Gabriel discou o número de Diana, e a linha foi atendida quase imediatamente.
— Mãe. — Ele respirou, a voz tensa, embora tentasse soar calmo. — Desculpe incomodar tão cedo, mas... posso falar com a minha esposa, por favor?
Houve uma longa pausa do outro lado antes que Diana finalmente respondesse, a voz tomada pelo pânico:
— Gabriel, do que você está falando? Sua esposa não deveria estar com você?
O coração dele afundou. Esfregou as têmporas.
— Oh? Eu... sinto muito. Achei que ela estivesse com você. Veja bem, acabei de voltar de uma viagem de negócios, e ela não estava em casa. Vou verificar com o vovô. Com licença.
Antes que Diana pudesse dizer mais alguma coisa, ele encerrou a ligação. O peito se apertou enquanto a frustração começava a ferver dentro dele. Não era apenas irritação, era medo. De algum modo, o desaparecimento dela o perturbava profundamente.
Imediatamente, discou o número do avô. Às vezes, Isla ficava com Alfred quando ele não se sentia bem. Ela era a única nora que se dava ao trabalho de cuidar do velho. As outras estavam sempre ocupadas com novos guarda-roupas, iates e férias. Só se importavam com o dinheiro dele. Mas Isla... Isla era diferente. Ela se importava de verdade, com todo o seu coração. Muitas vezes mais com os outros do que consigo mesma.

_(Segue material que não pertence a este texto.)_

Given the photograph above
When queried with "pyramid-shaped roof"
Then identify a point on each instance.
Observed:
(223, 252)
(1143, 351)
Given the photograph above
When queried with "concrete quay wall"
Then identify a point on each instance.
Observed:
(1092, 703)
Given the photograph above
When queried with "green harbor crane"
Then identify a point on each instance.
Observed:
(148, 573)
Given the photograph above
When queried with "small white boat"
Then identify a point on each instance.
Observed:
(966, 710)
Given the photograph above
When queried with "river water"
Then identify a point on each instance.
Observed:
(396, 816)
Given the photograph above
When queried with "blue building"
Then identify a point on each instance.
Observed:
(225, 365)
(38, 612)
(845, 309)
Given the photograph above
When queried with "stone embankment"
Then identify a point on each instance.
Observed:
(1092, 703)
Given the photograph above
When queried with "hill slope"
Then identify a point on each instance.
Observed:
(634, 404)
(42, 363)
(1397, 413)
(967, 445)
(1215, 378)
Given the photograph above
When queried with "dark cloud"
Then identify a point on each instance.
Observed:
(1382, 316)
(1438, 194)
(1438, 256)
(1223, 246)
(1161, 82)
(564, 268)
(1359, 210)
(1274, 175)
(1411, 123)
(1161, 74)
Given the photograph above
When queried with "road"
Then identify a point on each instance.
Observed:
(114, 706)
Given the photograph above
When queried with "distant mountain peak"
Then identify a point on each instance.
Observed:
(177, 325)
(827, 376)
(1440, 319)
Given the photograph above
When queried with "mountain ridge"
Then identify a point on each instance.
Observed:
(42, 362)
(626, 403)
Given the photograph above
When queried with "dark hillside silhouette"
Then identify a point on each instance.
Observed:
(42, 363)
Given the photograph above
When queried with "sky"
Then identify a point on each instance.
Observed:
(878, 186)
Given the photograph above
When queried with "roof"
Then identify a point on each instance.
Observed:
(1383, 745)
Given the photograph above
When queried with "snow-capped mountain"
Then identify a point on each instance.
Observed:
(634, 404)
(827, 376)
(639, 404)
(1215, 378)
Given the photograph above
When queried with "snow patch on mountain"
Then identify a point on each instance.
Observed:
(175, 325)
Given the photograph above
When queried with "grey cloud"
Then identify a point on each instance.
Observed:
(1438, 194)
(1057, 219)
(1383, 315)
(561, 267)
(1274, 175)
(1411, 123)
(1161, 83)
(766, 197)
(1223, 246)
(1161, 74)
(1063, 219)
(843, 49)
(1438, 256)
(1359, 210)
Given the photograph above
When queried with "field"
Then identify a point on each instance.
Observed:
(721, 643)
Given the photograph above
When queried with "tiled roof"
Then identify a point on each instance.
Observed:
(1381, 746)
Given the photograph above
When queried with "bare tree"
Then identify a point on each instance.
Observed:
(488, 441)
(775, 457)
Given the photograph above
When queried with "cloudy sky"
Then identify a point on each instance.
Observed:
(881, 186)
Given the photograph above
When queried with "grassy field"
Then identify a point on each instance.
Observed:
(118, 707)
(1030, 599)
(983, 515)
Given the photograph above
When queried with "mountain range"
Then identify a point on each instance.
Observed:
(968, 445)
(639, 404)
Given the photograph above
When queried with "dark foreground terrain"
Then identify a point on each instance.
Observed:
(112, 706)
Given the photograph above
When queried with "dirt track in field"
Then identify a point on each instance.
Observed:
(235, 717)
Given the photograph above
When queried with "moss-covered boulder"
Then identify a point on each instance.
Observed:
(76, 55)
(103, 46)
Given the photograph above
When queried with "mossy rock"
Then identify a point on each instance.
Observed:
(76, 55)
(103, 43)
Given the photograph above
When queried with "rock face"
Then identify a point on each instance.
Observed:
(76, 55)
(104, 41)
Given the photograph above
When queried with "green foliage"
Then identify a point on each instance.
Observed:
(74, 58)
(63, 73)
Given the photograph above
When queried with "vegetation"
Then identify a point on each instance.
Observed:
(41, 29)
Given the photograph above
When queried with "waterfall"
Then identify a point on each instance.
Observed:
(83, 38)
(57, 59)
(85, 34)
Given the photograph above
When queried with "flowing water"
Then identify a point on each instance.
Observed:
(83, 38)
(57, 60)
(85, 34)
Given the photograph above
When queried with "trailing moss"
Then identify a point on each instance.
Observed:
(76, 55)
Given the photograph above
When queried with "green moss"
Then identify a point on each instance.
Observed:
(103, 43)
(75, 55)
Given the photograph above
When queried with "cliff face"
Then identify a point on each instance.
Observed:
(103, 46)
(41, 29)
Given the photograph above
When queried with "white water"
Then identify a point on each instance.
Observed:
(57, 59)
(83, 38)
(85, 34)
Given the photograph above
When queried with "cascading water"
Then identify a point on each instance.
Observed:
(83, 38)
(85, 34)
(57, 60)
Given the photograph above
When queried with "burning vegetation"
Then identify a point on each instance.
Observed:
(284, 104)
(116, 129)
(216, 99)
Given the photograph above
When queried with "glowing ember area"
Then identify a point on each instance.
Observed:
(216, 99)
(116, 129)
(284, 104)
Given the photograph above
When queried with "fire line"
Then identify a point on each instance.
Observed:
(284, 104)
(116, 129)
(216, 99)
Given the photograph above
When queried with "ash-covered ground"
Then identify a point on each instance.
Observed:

O telefone tocou. Mas não houve resposta. O maxilar de Gabriel se contraiu. O silêncio parecia mais alto do que qualquer palavra. Por que ele não conseguia falar com o avô?
Sem outra opção, ligou para o pai. O telefone tocou, e John atendeu de imediato.
— Filho. — A voz familiar e calma de John soou.
Gabriel engoliu em seco.
— Oi, pai. Hm... por acaso minha esposa está com o vovô? — Perguntou, com a voz levemente trêmula, traindo o desespero que tentava esconder.
Houve um longo silêncio, e o pulso de Gabriel acelerou até que John finalmente respondeu:
— Não, ela não está.
— Droga! — Gabriel exclamou, batendo o punho levemente contra a parede.
— O que foi, filho? Está tudo bem? — Perguntou John, preocupado.
Antes que Gabriel pudesse explicar, outra voz ecoou ao fundo. A voz fria de Anna.
— Apenas diga a ele a verdade. A sanguessuga finalmente entendeu o recado desta vez.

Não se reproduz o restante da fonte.